The tariff landscape is changing rapidly, and staying informed is crucial for retailers. This is where Quiet will keep you updated on the latest developments and what they mean for your business. Bookmark this page and check back often as we untangle the complexities of these shifting policies and provide you with the information you need to navigate this dynamic environment.
February 5, 2025
USPS Ends Suspension of Shipments to China and Hong Kong as Shippers Work To Reduce Disruption
The U.S. Postal Service (USPS) has resumed accepting parcels from China and Hong Kong after a temporary suspension caused by recent trade policy changes.
USPS stated that it is working closely with Customs and Border Protection to implement a new tariff collection process while minimizing disruptions to package deliveries.
Meanwhile, major international couriers have responded differently to the changes:
- FedEx continues U.S.-bound shipments but has suspended its money-back guarantee for these deliveries.
- SF Express, China’s largest express courier, is still shipping to the U.S.
- DHL is working to limit supply chain disruptions and reduce the impact on customers.

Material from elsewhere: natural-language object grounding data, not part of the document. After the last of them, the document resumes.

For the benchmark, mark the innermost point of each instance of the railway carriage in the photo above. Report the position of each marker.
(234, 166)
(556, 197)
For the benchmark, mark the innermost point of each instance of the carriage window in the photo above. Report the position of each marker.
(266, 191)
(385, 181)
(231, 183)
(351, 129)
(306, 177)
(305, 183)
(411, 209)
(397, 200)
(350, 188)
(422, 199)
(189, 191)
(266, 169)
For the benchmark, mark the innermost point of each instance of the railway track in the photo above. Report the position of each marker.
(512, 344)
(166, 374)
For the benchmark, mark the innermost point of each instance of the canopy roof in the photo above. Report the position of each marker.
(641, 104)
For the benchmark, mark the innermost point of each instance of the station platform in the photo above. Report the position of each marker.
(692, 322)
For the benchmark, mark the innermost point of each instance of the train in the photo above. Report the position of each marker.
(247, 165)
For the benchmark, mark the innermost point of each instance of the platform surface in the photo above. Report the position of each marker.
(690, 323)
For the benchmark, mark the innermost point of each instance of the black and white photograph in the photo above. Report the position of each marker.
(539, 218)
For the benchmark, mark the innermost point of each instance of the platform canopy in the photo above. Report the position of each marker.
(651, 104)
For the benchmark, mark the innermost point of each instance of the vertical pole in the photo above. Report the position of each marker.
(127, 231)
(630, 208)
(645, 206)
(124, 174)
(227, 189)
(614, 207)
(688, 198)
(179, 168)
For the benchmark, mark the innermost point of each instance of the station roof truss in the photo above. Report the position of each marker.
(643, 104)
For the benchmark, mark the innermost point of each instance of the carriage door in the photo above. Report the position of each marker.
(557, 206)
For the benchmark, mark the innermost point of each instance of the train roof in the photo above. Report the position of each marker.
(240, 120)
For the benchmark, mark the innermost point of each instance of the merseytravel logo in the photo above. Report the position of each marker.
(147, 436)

As global shipping adapts to these new regulations, businesses and consumers may experience delays or additional costs on packages from China. Stay tuned for further updates.
February 4, 2025
10% Tariff on All Chinese Goods is in Effect
A new 10% tariff on Chinese imports went into effect today, February 4, 2025.
February 4, 2025
De Minimus No Longer Applies to Chinese Made Goods
Starting February 4th, the De Minimis rule, which previously allowed for duty-free entry of low-value goods, will no longer apply to shipments containing any China-made goods. This means that even small orders from platforms like Shein and TEMU will now be subject to customs clearance, potentially leading to increased costs and delays.

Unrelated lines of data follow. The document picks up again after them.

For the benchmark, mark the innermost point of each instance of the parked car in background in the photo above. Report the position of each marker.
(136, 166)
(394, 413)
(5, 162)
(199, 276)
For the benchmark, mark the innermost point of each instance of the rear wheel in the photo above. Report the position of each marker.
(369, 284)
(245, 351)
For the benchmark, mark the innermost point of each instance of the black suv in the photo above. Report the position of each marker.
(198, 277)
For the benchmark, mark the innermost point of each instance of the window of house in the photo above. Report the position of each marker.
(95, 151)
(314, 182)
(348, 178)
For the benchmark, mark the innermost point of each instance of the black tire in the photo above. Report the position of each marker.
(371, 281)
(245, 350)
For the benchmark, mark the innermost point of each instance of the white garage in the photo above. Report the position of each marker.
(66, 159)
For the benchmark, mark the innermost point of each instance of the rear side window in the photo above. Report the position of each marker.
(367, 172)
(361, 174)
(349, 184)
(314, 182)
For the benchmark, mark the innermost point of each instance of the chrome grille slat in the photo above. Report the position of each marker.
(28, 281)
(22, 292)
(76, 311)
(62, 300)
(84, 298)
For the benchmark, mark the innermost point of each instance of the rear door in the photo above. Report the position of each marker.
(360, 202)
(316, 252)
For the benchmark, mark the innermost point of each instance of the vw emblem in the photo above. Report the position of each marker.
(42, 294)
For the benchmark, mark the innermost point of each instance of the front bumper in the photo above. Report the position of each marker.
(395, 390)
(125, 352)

This means transitioning to formal custom entries and working with providers to decrease delays and reduce impact.
Additional points:
- The tariffs apply to goods entered for consumption or withdrawn from warehouses for consumption after 12:01 a.m. EST on February 4, 2025.

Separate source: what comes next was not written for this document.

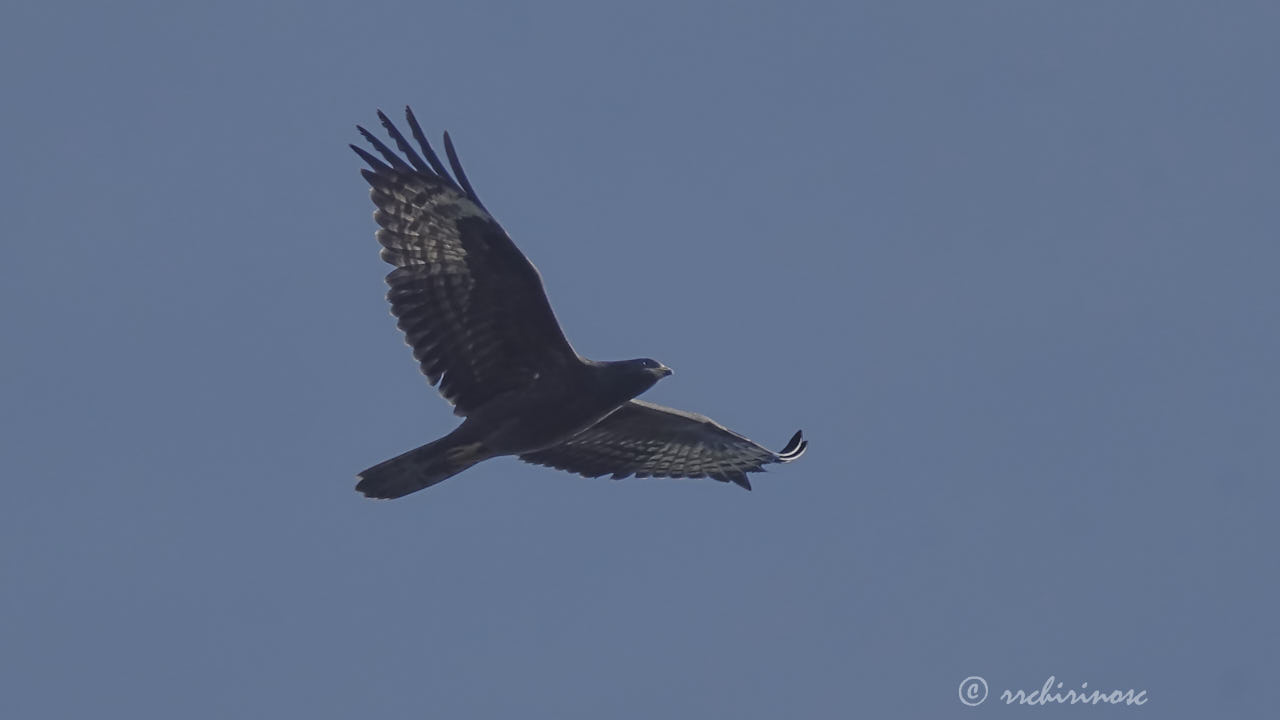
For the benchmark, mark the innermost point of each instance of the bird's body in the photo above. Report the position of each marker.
(474, 311)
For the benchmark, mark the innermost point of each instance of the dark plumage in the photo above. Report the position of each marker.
(472, 309)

- Goods already in transit before 12:01 a.m. on February 1, 2025, are exempt from these tariffs.
- The tariffs are in addition to any existing duties, fees, or charges applicable to the covered imports.
- Duty drawback will not be allowed on affected imports.
The tariffs will remain in effect indefinitely until the president decides to remove them.
February 3, 2025
Mexico and Canada Tariffs Postponed for 30 Days
President Trump has agreed to suspend the proposed 25% tariffs on Canada and Mexico for 30 days after last-minute negotiations. Both countries committed to enhanced border security measures to address U.S. concerns about illegal immigration and fentanyl trafficking.
December 26, 2024
Mexico’s New 35% Tariff
On December 19, 2024, Mexico raised tariffs on textile and apparel imports to 35% for finished goods and 15% for unfinished products.
Effective from December 20, 2024, through April 22, 2026, this move is designed to shield local industries from low-priced imports, particularly from non-FTA countries like China.